Suárez Ana, Freire Yolanda, Suárez María, Díaz-Flores García Víctor, Andreu-Vázquez Cristina, Thuissard Vasallo Israel John, Castillo Varón Ana Isabel, Martín Carmen
Department of Pre-Clinic Dentistry II, Faculty of Biomedical and Health Sciences, Universidad Europea de Madrid, Madrid, Spain.
Department of pre-Clinic Dentistry I, Faculty of Biomedical and Health Sciences, Universidad Europea de Madrid, Madrid, Spain.
Oral Dis. 2025 Jun 22. doi: 10.1111/odi.70009.

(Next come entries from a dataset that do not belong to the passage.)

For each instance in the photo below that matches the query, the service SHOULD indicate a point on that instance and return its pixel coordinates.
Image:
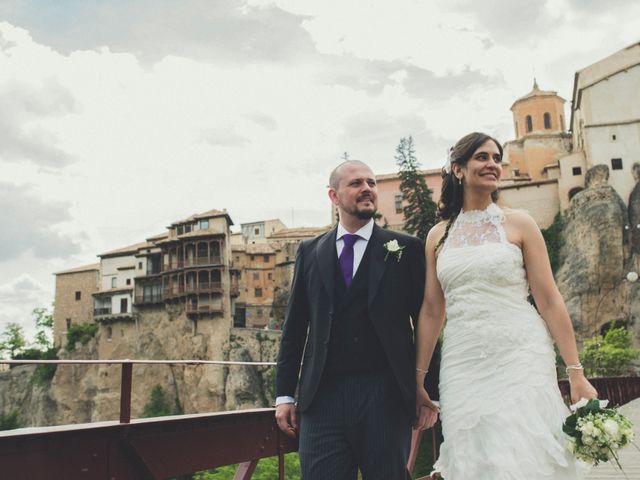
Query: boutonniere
(394, 248)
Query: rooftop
(208, 214)
(84, 268)
(536, 92)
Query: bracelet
(577, 366)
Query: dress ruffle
(502, 411)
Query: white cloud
(122, 118)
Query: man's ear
(333, 196)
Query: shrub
(159, 406)
(610, 355)
(9, 421)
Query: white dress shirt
(359, 247)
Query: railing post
(125, 393)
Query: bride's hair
(452, 193)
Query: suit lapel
(326, 258)
(376, 260)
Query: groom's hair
(334, 178)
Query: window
(398, 202)
(616, 164)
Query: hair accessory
(447, 164)
(577, 366)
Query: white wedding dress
(502, 411)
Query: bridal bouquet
(596, 433)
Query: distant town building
(74, 304)
(545, 166)
(605, 122)
(187, 267)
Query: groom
(348, 326)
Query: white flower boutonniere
(394, 248)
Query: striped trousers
(356, 421)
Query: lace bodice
(478, 265)
(477, 227)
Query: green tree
(159, 406)
(610, 355)
(44, 328)
(554, 240)
(80, 333)
(13, 340)
(419, 210)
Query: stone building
(263, 260)
(256, 265)
(605, 121)
(545, 166)
(73, 299)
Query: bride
(502, 411)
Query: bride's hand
(580, 387)
(426, 410)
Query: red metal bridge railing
(166, 447)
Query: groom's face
(357, 193)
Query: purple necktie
(346, 257)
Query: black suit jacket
(396, 290)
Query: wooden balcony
(195, 310)
(149, 299)
(203, 287)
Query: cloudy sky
(119, 117)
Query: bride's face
(484, 168)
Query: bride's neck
(476, 201)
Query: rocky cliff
(90, 393)
(597, 255)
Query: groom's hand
(287, 419)
(426, 410)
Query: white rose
(393, 246)
(611, 427)
(587, 428)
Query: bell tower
(538, 112)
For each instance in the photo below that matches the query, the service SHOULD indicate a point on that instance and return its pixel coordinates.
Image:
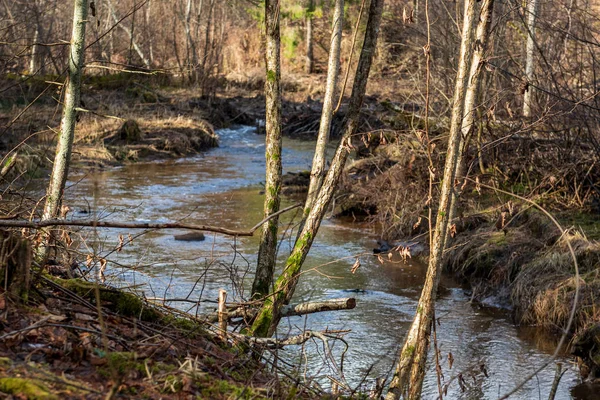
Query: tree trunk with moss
(309, 33)
(473, 88)
(531, 17)
(318, 166)
(60, 170)
(410, 370)
(270, 313)
(268, 241)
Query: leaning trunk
(268, 242)
(318, 167)
(410, 371)
(64, 147)
(270, 313)
(472, 94)
(531, 11)
(309, 47)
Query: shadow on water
(221, 187)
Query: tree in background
(60, 170)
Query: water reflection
(221, 187)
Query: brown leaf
(121, 243)
(452, 230)
(416, 224)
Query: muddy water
(222, 187)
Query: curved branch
(139, 225)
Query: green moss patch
(28, 388)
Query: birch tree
(482, 36)
(531, 19)
(270, 313)
(410, 370)
(318, 166)
(130, 34)
(268, 241)
(66, 135)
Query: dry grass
(544, 289)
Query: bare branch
(139, 225)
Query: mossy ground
(56, 347)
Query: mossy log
(26, 388)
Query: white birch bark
(129, 33)
(472, 94)
(268, 241)
(270, 313)
(531, 19)
(410, 370)
(64, 146)
(318, 165)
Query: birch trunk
(60, 170)
(410, 370)
(318, 166)
(531, 17)
(129, 33)
(270, 313)
(473, 88)
(309, 33)
(192, 55)
(268, 241)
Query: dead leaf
(84, 317)
(121, 243)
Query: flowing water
(222, 187)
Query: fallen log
(139, 225)
(291, 310)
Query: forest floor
(499, 245)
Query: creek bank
(62, 344)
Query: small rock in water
(190, 237)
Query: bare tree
(268, 241)
(270, 313)
(410, 370)
(130, 35)
(66, 135)
(472, 94)
(318, 166)
(531, 20)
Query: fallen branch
(274, 343)
(291, 310)
(139, 225)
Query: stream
(222, 187)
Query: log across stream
(222, 187)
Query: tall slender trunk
(318, 167)
(206, 55)
(410, 370)
(35, 52)
(268, 241)
(192, 55)
(309, 45)
(531, 17)
(473, 88)
(270, 313)
(60, 170)
(149, 36)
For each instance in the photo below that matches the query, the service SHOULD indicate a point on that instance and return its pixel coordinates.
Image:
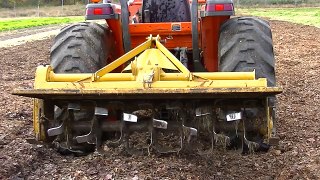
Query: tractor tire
(245, 44)
(81, 48)
(167, 10)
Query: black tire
(81, 48)
(245, 44)
(167, 10)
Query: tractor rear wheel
(78, 48)
(166, 11)
(245, 44)
(81, 48)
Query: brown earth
(297, 50)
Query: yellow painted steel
(53, 77)
(123, 59)
(148, 72)
(36, 118)
(173, 59)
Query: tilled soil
(298, 157)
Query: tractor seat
(154, 11)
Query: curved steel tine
(252, 146)
(56, 130)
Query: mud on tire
(245, 44)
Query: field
(305, 15)
(298, 67)
(15, 24)
(298, 120)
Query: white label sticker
(130, 117)
(234, 116)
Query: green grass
(14, 24)
(303, 15)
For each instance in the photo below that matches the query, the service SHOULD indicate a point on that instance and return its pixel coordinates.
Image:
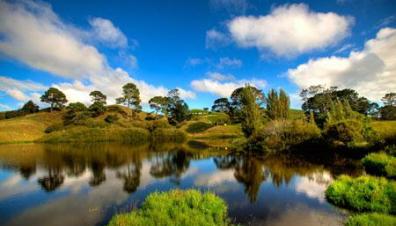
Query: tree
(389, 99)
(250, 111)
(221, 105)
(98, 96)
(130, 96)
(159, 104)
(277, 104)
(177, 109)
(54, 97)
(30, 107)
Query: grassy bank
(177, 208)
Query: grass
(371, 219)
(177, 208)
(380, 164)
(385, 129)
(363, 194)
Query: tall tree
(389, 99)
(99, 97)
(177, 109)
(30, 107)
(251, 113)
(221, 105)
(54, 97)
(130, 96)
(159, 104)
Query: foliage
(388, 112)
(277, 104)
(250, 111)
(29, 108)
(54, 97)
(371, 219)
(159, 104)
(111, 118)
(380, 164)
(130, 96)
(198, 127)
(281, 134)
(163, 135)
(97, 108)
(177, 108)
(77, 107)
(364, 193)
(221, 105)
(180, 208)
(98, 96)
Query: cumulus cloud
(105, 31)
(36, 36)
(215, 39)
(223, 88)
(290, 30)
(370, 71)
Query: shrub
(163, 135)
(364, 193)
(380, 164)
(280, 134)
(111, 118)
(371, 219)
(176, 208)
(198, 127)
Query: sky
(206, 49)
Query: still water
(87, 184)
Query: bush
(111, 118)
(371, 219)
(176, 208)
(380, 164)
(198, 127)
(363, 194)
(163, 135)
(280, 134)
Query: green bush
(177, 208)
(198, 127)
(371, 219)
(380, 164)
(164, 135)
(363, 194)
(112, 118)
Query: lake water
(87, 184)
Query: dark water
(87, 184)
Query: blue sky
(204, 48)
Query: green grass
(386, 129)
(177, 208)
(371, 219)
(363, 194)
(380, 164)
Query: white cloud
(105, 31)
(371, 72)
(290, 30)
(34, 35)
(215, 39)
(221, 88)
(229, 62)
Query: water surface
(87, 184)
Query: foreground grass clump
(380, 164)
(176, 208)
(363, 194)
(371, 219)
(198, 127)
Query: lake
(87, 184)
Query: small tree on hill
(98, 96)
(54, 97)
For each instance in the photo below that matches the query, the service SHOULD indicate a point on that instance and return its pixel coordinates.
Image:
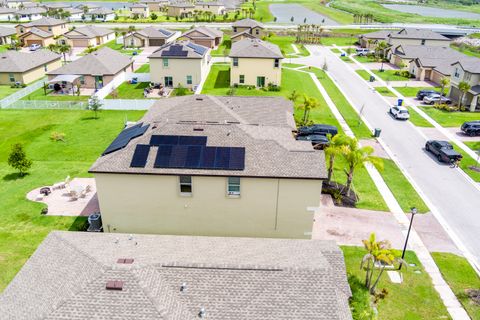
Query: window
(233, 188)
(186, 185)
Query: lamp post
(414, 212)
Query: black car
(321, 129)
(471, 128)
(318, 141)
(443, 150)
(425, 93)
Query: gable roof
(104, 61)
(232, 278)
(255, 48)
(15, 61)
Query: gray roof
(261, 125)
(104, 61)
(255, 48)
(231, 278)
(15, 61)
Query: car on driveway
(443, 150)
(471, 128)
(436, 98)
(399, 112)
(321, 129)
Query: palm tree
(355, 157)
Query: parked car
(34, 47)
(443, 150)
(318, 140)
(436, 98)
(322, 129)
(399, 112)
(471, 128)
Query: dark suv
(322, 129)
(471, 128)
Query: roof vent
(114, 285)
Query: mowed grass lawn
(414, 299)
(218, 82)
(461, 277)
(22, 228)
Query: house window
(233, 188)
(186, 185)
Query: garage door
(156, 42)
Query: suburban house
(139, 10)
(25, 67)
(211, 166)
(247, 28)
(149, 37)
(83, 275)
(204, 36)
(255, 62)
(89, 35)
(468, 70)
(41, 31)
(96, 69)
(179, 63)
(6, 35)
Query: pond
(284, 13)
(432, 12)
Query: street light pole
(414, 212)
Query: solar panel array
(125, 136)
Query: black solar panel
(140, 156)
(125, 136)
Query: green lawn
(23, 228)
(414, 299)
(461, 277)
(39, 94)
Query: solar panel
(125, 136)
(140, 156)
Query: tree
(18, 159)
(355, 157)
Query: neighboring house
(86, 275)
(179, 63)
(89, 35)
(25, 67)
(204, 36)
(97, 69)
(247, 26)
(467, 70)
(255, 62)
(211, 166)
(149, 37)
(139, 10)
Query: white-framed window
(185, 185)
(233, 186)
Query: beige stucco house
(211, 166)
(24, 67)
(179, 63)
(255, 62)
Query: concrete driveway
(453, 199)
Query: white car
(400, 113)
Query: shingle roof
(255, 48)
(263, 126)
(104, 61)
(15, 61)
(231, 278)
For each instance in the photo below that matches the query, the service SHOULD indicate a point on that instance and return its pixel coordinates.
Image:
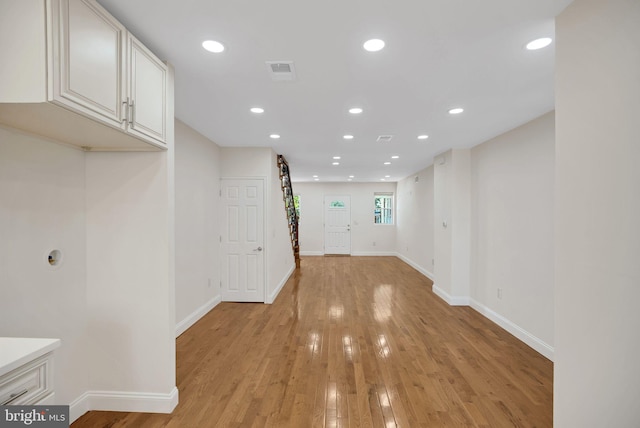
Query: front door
(242, 239)
(337, 225)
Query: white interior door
(242, 239)
(337, 225)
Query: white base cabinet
(26, 371)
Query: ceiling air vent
(281, 71)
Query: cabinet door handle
(14, 397)
(132, 107)
(126, 110)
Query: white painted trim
(520, 333)
(451, 300)
(191, 319)
(78, 407)
(416, 266)
(272, 296)
(311, 253)
(118, 401)
(374, 253)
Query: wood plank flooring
(351, 342)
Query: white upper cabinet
(147, 93)
(89, 74)
(72, 72)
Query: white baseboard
(374, 253)
(451, 300)
(416, 266)
(526, 337)
(190, 320)
(311, 253)
(78, 407)
(275, 293)
(116, 401)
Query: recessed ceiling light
(539, 43)
(213, 46)
(373, 45)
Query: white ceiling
(439, 54)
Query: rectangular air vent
(281, 70)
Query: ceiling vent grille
(281, 71)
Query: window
(383, 212)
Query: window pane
(383, 212)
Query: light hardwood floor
(351, 342)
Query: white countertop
(16, 351)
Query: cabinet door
(148, 93)
(88, 59)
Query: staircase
(289, 206)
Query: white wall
(262, 162)
(131, 305)
(512, 190)
(415, 221)
(42, 198)
(597, 375)
(197, 182)
(452, 226)
(367, 238)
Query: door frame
(265, 217)
(324, 221)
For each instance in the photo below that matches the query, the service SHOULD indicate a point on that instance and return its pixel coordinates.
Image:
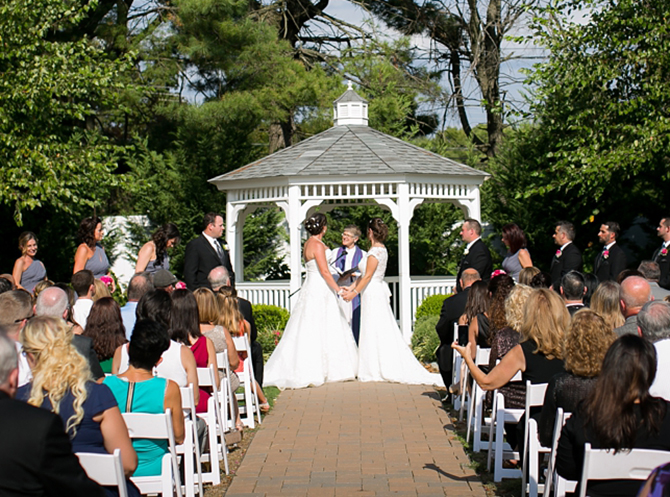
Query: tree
(598, 147)
(468, 37)
(51, 147)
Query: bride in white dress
(317, 345)
(383, 354)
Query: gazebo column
(234, 237)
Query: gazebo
(348, 164)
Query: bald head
(635, 292)
(52, 302)
(469, 276)
(218, 277)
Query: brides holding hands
(383, 354)
(317, 345)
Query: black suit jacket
(36, 456)
(479, 258)
(84, 346)
(199, 259)
(570, 259)
(452, 309)
(664, 264)
(608, 269)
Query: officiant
(346, 258)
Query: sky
(511, 79)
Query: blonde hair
(101, 290)
(59, 368)
(208, 305)
(586, 343)
(605, 302)
(514, 305)
(545, 322)
(230, 317)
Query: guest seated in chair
(620, 414)
(138, 390)
(62, 383)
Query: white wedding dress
(383, 354)
(317, 345)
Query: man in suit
(568, 257)
(572, 290)
(219, 278)
(634, 293)
(661, 256)
(476, 254)
(348, 256)
(452, 309)
(612, 260)
(53, 302)
(36, 456)
(205, 252)
(652, 273)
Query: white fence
(277, 292)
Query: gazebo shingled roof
(350, 164)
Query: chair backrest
(105, 469)
(603, 464)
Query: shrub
(431, 306)
(425, 340)
(270, 323)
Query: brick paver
(356, 439)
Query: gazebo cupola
(350, 109)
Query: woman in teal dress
(137, 390)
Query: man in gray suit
(634, 293)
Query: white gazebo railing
(278, 292)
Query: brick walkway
(359, 439)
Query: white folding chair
(247, 381)
(604, 464)
(560, 485)
(105, 469)
(226, 394)
(158, 427)
(531, 445)
(477, 422)
(215, 428)
(191, 446)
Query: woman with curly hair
(517, 257)
(584, 348)
(105, 327)
(28, 271)
(62, 384)
(90, 253)
(153, 254)
(618, 414)
(605, 303)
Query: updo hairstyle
(24, 238)
(86, 233)
(315, 224)
(379, 229)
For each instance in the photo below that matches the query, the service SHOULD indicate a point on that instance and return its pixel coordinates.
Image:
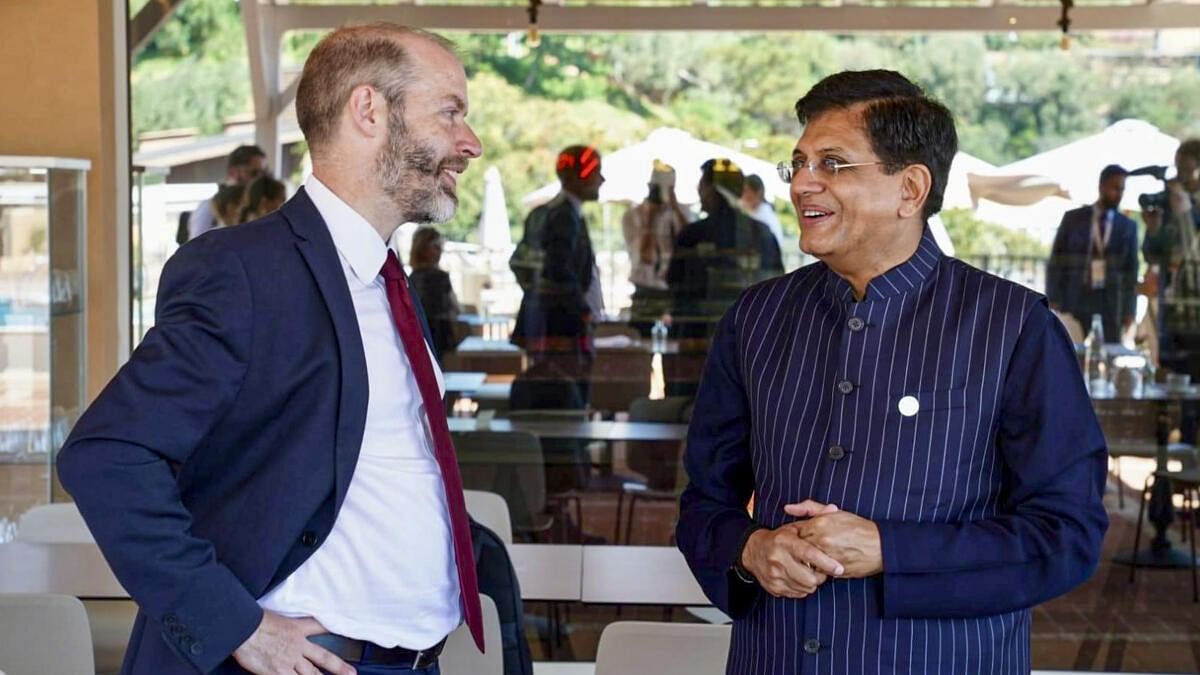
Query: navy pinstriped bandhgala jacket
(987, 494)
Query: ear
(916, 181)
(367, 112)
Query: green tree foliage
(973, 237)
(1013, 95)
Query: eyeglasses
(826, 168)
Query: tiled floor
(1104, 625)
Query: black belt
(360, 651)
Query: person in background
(651, 230)
(1093, 262)
(432, 286)
(563, 298)
(271, 473)
(719, 256)
(754, 202)
(244, 165)
(263, 196)
(1170, 248)
(923, 455)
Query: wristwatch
(738, 569)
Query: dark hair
(723, 173)
(755, 183)
(904, 125)
(373, 54)
(243, 155)
(423, 239)
(262, 189)
(580, 161)
(1191, 148)
(227, 202)
(1113, 169)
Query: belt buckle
(425, 658)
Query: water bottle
(1096, 358)
(659, 338)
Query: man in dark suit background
(1093, 263)
(563, 296)
(270, 476)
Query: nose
(469, 144)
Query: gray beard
(409, 175)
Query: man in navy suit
(270, 476)
(923, 457)
(1093, 263)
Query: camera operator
(1173, 250)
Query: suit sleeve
(562, 242)
(1056, 266)
(1047, 537)
(119, 461)
(1129, 276)
(713, 515)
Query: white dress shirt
(202, 220)
(387, 571)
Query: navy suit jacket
(216, 460)
(1068, 266)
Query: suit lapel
(318, 251)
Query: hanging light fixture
(533, 37)
(1065, 23)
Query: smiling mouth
(814, 215)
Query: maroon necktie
(411, 334)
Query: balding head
(381, 55)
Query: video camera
(1152, 201)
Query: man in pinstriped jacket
(923, 455)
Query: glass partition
(42, 323)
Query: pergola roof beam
(850, 18)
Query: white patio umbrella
(493, 219)
(1077, 168)
(628, 171)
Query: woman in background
(433, 290)
(263, 196)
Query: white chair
(53, 524)
(461, 657)
(490, 511)
(111, 621)
(43, 634)
(663, 649)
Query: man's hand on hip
(851, 539)
(281, 646)
(785, 565)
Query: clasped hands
(796, 559)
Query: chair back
(509, 464)
(490, 511)
(663, 649)
(462, 657)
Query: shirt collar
(901, 279)
(355, 240)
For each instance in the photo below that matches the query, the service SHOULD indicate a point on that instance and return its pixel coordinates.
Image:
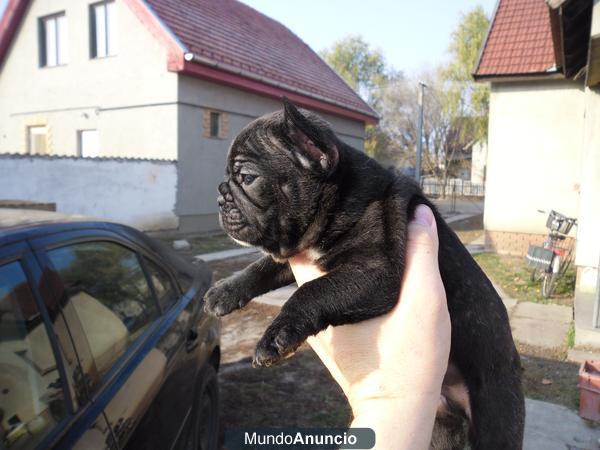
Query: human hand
(391, 367)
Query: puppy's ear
(314, 143)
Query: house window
(53, 37)
(88, 143)
(103, 29)
(37, 140)
(215, 124)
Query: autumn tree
(366, 71)
(464, 98)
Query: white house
(157, 79)
(543, 62)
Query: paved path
(554, 427)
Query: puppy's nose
(223, 188)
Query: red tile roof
(234, 45)
(519, 41)
(236, 36)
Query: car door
(37, 406)
(130, 335)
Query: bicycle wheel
(549, 284)
(536, 275)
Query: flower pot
(589, 390)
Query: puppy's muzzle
(229, 210)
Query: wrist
(398, 423)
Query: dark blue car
(103, 341)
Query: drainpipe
(596, 316)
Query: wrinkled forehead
(261, 138)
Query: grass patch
(571, 336)
(514, 277)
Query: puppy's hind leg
(237, 290)
(449, 432)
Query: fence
(453, 188)
(137, 192)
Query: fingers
(423, 242)
(422, 282)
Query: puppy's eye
(248, 179)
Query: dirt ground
(300, 391)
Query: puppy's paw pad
(276, 344)
(222, 299)
(265, 357)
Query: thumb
(422, 248)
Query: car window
(31, 395)
(165, 291)
(107, 289)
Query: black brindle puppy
(291, 185)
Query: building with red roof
(159, 79)
(542, 60)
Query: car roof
(19, 224)
(11, 218)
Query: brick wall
(515, 244)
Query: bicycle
(550, 261)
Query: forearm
(399, 424)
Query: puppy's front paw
(278, 342)
(224, 297)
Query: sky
(412, 35)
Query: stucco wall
(534, 154)
(134, 192)
(130, 98)
(588, 237)
(202, 160)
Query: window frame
(93, 47)
(20, 252)
(42, 43)
(30, 149)
(80, 134)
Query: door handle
(191, 341)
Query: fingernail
(423, 216)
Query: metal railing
(453, 188)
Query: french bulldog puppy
(292, 185)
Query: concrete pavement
(554, 427)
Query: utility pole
(422, 87)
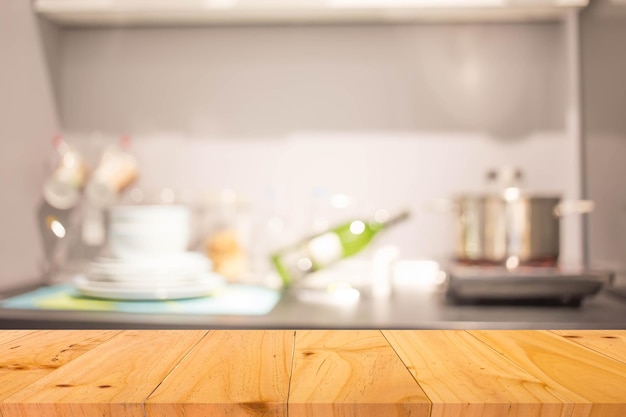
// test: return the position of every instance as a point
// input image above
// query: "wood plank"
(112, 379)
(32, 355)
(6, 336)
(594, 383)
(608, 342)
(230, 373)
(464, 377)
(351, 373)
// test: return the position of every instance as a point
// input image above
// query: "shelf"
(228, 12)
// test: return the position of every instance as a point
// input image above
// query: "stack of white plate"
(183, 275)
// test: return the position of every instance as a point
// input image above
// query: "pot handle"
(568, 207)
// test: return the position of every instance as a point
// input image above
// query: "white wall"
(394, 115)
(391, 114)
(604, 87)
(28, 121)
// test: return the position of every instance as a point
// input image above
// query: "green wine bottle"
(295, 262)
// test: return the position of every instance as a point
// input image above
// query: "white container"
(148, 231)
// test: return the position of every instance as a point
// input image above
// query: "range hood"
(180, 12)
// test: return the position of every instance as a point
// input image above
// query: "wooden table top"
(573, 373)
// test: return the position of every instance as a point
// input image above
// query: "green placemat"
(227, 300)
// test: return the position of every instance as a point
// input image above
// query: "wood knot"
(260, 407)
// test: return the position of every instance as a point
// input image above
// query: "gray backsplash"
(391, 114)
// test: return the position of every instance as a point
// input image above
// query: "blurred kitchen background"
(284, 116)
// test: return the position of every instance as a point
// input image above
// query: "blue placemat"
(228, 300)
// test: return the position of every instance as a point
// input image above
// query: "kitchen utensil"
(512, 229)
(534, 285)
(200, 287)
(511, 226)
(116, 170)
(148, 231)
(157, 270)
(62, 189)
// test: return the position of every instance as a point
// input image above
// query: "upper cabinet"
(181, 12)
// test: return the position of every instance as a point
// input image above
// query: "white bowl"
(148, 243)
(150, 214)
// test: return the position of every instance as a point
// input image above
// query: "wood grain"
(230, 373)
(594, 383)
(464, 377)
(7, 336)
(611, 343)
(351, 373)
(28, 356)
(112, 379)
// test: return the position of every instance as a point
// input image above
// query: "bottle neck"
(384, 220)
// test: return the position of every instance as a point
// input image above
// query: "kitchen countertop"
(301, 373)
(406, 308)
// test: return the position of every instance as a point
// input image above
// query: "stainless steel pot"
(511, 228)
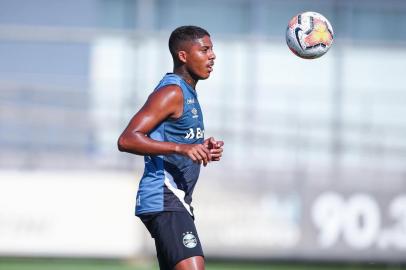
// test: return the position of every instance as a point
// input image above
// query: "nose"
(212, 55)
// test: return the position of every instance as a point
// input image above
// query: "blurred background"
(314, 168)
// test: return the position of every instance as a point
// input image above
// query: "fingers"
(199, 154)
(219, 144)
(216, 154)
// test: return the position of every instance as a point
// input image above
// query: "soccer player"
(168, 130)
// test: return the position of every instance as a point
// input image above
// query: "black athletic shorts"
(175, 237)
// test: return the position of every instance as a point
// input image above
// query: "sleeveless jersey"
(168, 180)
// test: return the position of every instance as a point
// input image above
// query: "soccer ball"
(309, 35)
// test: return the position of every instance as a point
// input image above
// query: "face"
(199, 58)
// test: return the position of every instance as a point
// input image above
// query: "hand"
(199, 153)
(215, 148)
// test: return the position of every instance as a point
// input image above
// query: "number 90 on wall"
(357, 220)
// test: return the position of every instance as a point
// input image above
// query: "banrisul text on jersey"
(168, 180)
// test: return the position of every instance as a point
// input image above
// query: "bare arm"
(162, 104)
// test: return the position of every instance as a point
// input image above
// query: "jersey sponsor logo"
(189, 240)
(191, 133)
(194, 112)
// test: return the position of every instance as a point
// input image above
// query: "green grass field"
(77, 264)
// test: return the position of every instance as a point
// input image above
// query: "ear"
(182, 55)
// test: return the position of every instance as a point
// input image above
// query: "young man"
(169, 132)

This study evaluated the accuracy and repeatability of ChatGPT-4o, a multimodal AI model, in interpreting photographs of oral mucosal lesions, and explored its potential as a diagnostic support tool for specialists and non-specialists.
Thirty clinical photographs of oral and labial mucosal lesions were analysed using ChatGPT-4o. For each image, 30 responses were generated across 20 days. The model was asked to identify the anatomical location, suggest a diagnosis, and recommend diagnostic tests and treatments. Two oral pathology experts assessed 3600 responses using a three-point scale (0 = incorrect, 1 = partially correct, 2 = correct). Accuracy and repeatability were analysed using accuracy rates, Gwet's AC and percent agreement.
ChatGPT-4o achieved 71.4% accuracy in identifying lesion location and 58.2% in diagnosis. In cases with correct diagnoses, the model reached 90.7% and 95.8% accuracy in suggesting diagnostic tests and treatments, respectively. Repeated responses showed substantial to almost perfect agreement across all evaluated aspects.
ChatGPT-4o showed potential as a reliable and accessible tool to support the initial assessment of oral lesions. Although not a substitute for clinical judgment, it may enhance diagnostic efficiency, particularly in resource-limited settings. Further validation is needed before clinical use.